The taxes from UK are not funny, but there's a German shop selling WASP slingshots:








WASP Slingshots günstig kaufen | schleudershop.de


UniPhoxx, Stinger, Wolf uvm. | Steinschleuder von WASP Slingshots günstig kaufen. | Für alle Zwillen Schützen. Qualität die Anfänger und Profi überzeugt.




schleudershop.de





A WASP Enzo imo is a good starting point, easy to handle, nice to shoot.

On the other hand... I ordered two slingshots from Pocket Predator, delivery to Germany took about 10 days, taxes were less then from my WASP orders from UK. The Hunter 2020 could be, what you are looking for:





Slingshots for sale


The Evolved Slingshot, form, function, ergonomics and advanced materials combine to make the finest and most accurate modern designed slingshots




pocketpredator.com





If you want to go all in: Primefork Catapults on Facebook. high quality, high prices.
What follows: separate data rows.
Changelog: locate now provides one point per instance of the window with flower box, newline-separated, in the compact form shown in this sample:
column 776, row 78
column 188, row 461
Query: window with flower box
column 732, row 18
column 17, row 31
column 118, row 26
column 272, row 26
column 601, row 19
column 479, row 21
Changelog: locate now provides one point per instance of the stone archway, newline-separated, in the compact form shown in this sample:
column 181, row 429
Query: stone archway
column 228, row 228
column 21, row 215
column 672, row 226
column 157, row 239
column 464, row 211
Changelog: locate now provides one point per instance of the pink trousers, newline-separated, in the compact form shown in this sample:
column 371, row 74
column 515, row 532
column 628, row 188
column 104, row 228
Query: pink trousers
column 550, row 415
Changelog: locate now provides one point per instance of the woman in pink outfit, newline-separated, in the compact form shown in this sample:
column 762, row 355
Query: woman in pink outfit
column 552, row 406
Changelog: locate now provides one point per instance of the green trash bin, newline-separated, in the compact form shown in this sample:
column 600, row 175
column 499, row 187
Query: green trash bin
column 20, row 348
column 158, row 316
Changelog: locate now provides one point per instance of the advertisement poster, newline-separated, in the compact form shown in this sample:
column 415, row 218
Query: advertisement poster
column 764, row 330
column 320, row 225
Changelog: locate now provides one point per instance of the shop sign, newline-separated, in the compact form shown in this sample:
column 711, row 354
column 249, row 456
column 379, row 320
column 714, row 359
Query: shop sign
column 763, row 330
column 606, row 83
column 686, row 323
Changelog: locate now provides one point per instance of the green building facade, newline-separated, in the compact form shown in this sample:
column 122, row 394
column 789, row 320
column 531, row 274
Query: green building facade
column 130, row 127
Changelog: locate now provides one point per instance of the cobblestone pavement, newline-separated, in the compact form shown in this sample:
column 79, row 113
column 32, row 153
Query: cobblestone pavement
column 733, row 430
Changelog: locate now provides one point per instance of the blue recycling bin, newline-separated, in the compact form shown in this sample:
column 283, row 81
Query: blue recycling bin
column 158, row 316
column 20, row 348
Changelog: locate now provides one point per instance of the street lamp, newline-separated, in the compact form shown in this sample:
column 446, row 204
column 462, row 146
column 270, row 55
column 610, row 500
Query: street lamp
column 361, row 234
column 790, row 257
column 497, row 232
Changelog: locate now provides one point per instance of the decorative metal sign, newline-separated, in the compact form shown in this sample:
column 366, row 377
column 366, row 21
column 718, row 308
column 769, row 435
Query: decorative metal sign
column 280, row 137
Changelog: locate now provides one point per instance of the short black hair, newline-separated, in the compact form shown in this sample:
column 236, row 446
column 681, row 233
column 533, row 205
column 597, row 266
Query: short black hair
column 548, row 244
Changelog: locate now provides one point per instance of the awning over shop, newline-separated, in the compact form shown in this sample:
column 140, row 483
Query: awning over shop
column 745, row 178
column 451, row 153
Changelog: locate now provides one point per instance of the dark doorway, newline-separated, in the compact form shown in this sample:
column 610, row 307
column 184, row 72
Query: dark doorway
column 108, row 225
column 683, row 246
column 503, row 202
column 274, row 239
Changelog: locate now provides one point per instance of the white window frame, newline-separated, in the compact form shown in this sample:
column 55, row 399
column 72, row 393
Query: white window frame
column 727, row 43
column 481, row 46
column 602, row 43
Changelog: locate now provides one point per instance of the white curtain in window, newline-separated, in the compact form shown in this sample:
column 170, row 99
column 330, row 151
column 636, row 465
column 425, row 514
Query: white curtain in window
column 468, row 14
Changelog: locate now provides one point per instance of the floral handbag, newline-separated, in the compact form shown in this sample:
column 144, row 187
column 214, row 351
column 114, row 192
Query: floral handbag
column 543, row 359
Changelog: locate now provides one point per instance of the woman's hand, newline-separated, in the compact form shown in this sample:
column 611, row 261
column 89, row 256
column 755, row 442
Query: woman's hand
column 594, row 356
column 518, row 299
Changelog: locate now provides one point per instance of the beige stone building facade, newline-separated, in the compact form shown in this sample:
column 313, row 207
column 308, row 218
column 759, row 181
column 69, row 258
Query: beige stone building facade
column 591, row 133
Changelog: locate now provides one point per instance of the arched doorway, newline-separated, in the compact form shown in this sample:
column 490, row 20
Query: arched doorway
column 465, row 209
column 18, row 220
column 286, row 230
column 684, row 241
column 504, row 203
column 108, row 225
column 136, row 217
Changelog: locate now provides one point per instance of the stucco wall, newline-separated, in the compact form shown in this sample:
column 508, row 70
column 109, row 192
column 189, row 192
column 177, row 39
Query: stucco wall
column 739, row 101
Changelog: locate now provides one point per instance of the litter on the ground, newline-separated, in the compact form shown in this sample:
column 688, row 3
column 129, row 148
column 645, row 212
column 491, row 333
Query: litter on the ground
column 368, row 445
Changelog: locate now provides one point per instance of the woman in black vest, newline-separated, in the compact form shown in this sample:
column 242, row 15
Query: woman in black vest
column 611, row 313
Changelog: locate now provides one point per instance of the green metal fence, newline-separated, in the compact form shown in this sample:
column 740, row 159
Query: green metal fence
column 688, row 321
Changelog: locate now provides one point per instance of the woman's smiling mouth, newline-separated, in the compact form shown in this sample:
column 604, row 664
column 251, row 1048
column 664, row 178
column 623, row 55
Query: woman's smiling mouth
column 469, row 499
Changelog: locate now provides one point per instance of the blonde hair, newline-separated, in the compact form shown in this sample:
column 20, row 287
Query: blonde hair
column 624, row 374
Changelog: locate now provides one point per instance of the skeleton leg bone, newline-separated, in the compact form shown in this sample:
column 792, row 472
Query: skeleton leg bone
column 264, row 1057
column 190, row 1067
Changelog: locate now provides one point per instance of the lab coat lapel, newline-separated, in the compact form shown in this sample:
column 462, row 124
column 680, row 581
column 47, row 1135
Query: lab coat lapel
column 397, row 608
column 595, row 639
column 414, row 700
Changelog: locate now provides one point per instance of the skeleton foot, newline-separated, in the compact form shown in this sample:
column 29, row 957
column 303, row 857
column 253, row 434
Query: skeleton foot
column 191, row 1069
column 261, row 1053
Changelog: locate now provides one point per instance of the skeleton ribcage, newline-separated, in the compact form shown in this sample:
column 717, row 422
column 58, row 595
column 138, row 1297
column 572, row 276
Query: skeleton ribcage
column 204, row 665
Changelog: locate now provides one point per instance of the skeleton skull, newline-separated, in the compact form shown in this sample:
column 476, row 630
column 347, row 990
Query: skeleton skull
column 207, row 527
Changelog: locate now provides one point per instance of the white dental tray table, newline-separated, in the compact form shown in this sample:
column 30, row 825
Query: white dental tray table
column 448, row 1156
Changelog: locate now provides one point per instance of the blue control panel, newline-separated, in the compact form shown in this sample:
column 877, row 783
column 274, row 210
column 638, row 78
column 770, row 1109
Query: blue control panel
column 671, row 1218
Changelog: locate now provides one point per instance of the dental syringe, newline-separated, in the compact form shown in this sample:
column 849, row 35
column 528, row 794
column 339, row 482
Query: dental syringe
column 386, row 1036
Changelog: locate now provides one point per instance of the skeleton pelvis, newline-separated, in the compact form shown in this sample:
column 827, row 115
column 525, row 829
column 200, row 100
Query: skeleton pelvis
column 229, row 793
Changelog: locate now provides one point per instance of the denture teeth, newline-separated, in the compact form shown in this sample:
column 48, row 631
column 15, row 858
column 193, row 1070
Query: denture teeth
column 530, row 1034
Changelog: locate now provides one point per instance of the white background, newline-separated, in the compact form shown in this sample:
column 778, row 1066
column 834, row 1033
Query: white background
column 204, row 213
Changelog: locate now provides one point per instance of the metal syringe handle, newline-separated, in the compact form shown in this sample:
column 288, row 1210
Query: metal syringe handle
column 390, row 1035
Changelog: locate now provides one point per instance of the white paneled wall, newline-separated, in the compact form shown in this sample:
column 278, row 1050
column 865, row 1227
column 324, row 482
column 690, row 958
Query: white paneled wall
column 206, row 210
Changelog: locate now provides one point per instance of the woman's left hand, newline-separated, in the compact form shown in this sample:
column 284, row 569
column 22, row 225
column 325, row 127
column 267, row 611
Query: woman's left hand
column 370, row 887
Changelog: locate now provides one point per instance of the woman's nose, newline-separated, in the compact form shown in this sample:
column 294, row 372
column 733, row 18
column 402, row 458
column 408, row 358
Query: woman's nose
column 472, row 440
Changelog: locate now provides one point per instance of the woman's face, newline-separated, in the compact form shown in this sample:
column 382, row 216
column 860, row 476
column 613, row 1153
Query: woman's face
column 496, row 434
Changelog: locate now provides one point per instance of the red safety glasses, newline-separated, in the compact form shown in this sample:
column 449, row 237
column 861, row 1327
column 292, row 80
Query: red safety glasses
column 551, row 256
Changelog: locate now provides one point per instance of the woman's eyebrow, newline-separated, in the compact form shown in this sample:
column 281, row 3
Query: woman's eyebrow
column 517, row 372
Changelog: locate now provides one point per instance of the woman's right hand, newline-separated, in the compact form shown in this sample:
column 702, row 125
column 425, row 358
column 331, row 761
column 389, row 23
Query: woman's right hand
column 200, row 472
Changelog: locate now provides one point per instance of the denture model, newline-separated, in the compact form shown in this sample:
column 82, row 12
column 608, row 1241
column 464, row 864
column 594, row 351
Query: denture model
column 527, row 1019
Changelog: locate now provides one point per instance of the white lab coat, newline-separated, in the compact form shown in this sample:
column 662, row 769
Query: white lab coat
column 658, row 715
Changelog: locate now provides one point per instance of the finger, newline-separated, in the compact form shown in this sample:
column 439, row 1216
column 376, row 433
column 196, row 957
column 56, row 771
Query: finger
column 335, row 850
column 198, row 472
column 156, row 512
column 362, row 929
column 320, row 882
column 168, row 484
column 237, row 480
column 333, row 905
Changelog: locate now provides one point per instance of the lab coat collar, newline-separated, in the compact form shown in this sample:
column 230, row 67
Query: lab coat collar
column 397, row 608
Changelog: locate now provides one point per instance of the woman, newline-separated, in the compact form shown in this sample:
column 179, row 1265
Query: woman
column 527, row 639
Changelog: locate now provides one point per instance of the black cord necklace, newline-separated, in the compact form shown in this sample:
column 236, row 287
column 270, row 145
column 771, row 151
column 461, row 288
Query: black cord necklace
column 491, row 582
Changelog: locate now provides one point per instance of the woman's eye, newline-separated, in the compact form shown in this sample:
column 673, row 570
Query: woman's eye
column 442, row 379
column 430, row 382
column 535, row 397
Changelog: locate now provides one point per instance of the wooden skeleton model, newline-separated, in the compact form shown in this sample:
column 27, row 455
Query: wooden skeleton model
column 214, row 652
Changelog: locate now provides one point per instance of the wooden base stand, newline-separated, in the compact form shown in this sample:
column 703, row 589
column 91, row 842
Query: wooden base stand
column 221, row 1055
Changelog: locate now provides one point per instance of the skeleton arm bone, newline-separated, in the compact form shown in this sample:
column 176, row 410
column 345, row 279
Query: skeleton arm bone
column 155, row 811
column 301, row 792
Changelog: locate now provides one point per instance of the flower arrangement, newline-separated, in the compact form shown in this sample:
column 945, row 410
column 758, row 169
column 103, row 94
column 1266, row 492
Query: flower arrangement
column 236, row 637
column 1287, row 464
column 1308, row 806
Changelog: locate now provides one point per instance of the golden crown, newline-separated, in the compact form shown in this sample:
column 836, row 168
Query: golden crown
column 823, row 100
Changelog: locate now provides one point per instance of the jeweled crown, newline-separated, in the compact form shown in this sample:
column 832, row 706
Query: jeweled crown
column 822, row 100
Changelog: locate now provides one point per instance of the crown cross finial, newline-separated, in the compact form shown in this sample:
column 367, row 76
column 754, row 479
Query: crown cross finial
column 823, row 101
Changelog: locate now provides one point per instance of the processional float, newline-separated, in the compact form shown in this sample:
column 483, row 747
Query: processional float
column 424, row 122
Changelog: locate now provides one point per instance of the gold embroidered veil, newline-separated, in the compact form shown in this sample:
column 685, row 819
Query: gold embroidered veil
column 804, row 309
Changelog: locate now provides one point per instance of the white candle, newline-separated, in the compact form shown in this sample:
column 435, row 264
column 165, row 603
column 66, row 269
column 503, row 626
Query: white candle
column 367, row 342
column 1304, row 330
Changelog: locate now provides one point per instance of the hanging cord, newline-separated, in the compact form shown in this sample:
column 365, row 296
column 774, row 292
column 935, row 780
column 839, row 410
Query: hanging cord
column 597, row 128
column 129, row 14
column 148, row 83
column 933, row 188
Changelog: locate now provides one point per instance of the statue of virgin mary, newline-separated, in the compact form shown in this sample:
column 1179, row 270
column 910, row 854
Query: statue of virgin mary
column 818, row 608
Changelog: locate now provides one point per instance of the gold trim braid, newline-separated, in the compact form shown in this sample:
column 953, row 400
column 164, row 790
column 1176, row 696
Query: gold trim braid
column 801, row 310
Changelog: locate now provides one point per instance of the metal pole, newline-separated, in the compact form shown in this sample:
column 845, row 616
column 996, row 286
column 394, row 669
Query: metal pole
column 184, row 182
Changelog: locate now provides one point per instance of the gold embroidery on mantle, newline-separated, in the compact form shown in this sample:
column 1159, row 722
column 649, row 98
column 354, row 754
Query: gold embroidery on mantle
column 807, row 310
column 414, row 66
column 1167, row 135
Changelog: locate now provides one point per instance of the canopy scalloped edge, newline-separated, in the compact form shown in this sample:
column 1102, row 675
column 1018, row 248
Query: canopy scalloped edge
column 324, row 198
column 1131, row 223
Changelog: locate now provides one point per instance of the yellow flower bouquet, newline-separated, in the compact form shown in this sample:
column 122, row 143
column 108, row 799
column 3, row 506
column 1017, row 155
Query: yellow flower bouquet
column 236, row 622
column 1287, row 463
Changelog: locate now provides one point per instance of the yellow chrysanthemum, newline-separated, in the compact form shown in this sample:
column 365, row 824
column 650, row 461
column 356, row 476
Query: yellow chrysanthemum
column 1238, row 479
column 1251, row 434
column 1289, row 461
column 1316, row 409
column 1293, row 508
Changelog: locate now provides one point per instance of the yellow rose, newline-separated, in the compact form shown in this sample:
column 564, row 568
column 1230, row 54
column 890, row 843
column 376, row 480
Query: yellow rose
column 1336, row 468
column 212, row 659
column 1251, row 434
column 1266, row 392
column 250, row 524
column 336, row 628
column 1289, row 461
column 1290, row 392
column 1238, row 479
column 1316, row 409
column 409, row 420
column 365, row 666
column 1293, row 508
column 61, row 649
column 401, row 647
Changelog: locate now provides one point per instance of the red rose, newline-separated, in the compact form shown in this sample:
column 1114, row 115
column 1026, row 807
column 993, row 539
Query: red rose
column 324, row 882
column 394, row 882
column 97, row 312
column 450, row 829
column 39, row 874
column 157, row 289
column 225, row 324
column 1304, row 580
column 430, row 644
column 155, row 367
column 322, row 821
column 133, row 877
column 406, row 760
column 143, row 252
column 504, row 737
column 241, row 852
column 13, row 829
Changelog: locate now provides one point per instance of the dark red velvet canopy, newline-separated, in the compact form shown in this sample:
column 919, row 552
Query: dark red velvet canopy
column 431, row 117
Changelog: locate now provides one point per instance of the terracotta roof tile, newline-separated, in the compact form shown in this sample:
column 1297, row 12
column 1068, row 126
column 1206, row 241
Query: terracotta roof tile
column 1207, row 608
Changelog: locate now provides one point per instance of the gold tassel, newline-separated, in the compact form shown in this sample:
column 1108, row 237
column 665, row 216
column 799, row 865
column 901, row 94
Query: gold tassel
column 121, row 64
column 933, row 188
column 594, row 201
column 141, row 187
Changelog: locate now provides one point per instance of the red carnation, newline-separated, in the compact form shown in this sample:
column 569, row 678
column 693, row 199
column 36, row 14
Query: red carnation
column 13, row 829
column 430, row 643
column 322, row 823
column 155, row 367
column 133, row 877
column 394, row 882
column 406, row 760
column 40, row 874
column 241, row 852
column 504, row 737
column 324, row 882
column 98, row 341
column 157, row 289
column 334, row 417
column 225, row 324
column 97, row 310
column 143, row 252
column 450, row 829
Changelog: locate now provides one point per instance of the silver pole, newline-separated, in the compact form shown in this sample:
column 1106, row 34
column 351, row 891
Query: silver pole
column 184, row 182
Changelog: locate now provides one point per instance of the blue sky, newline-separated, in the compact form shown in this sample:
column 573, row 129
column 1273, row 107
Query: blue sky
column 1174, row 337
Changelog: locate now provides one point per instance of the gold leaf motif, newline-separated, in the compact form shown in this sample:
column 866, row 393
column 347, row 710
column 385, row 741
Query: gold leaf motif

@Booral121 here in the forum (UK based) makes some very nice shooters, it's on my list for 2022. Just ask him for pictures. Affordable, nice looking, rocksolid. He also hunts with these frames.

Whatever you choose: enjoy the hobby. Starting slingshot shooting is one of the best decisions I ever made.


----------



## Jcharmin92 (Aug 28, 2021)

After buying many and then later on making many. I would recommend building your own if you have the equipment. Either way happy shooting!


----------



## olenickdesigns (Oct 2, 2021)

Tyrell90 said:


> Hi, Im looking for slingshot that might be nice gift but must be powerful for small hunting and also capable and good for sport competitions. You can suggest few good TTF aswell as OTF, Ill make up my mind later, but would prefer within EU, and something strong for bigger hands, with nice design. Thanks and happy new year!


only way to find out what you like is to shoot them personally. you never know what frame calls out to which person. ill second the build them if you can idea, that way when something isnt scaled big enough for your hand you can always change parameters and physically then feel your adjustments and make decisions. pre built slings are nice but custom homemade slings might show you if you prefer one style to another while being able to adjust on your next build. it can become a rather detailed hobby or you could just KISS with a natty and some rubberbands. lots of options though.

edit. im just realizing when you said gift maybe its for someone else. that might be harder if thats the case


----------



## Jcharmin92 (Aug 28, 2021)

olenickdesigns said:


> only way to find out what you like is to shoot them personally. you never know what frame calls out to which person. ill second the build them if you can idea, that way when something isnt scaled big enough for your hand you can always change parameters and physically then feel your adjustments and make decisions. pre built slings are nice but custom homemade slings might show you if you prefer one style to another while being able to adjust on your next build. it can become a rather detailed hobby or you could just KISS with a natty and some rubberbands. lots of options though.
> 
> edit. im just realizing when you said gift maybe its for someone else. that might be harder if thats the case


Yeah I agree gifting a sling is very hard to do unless the person is an active shooter.


----------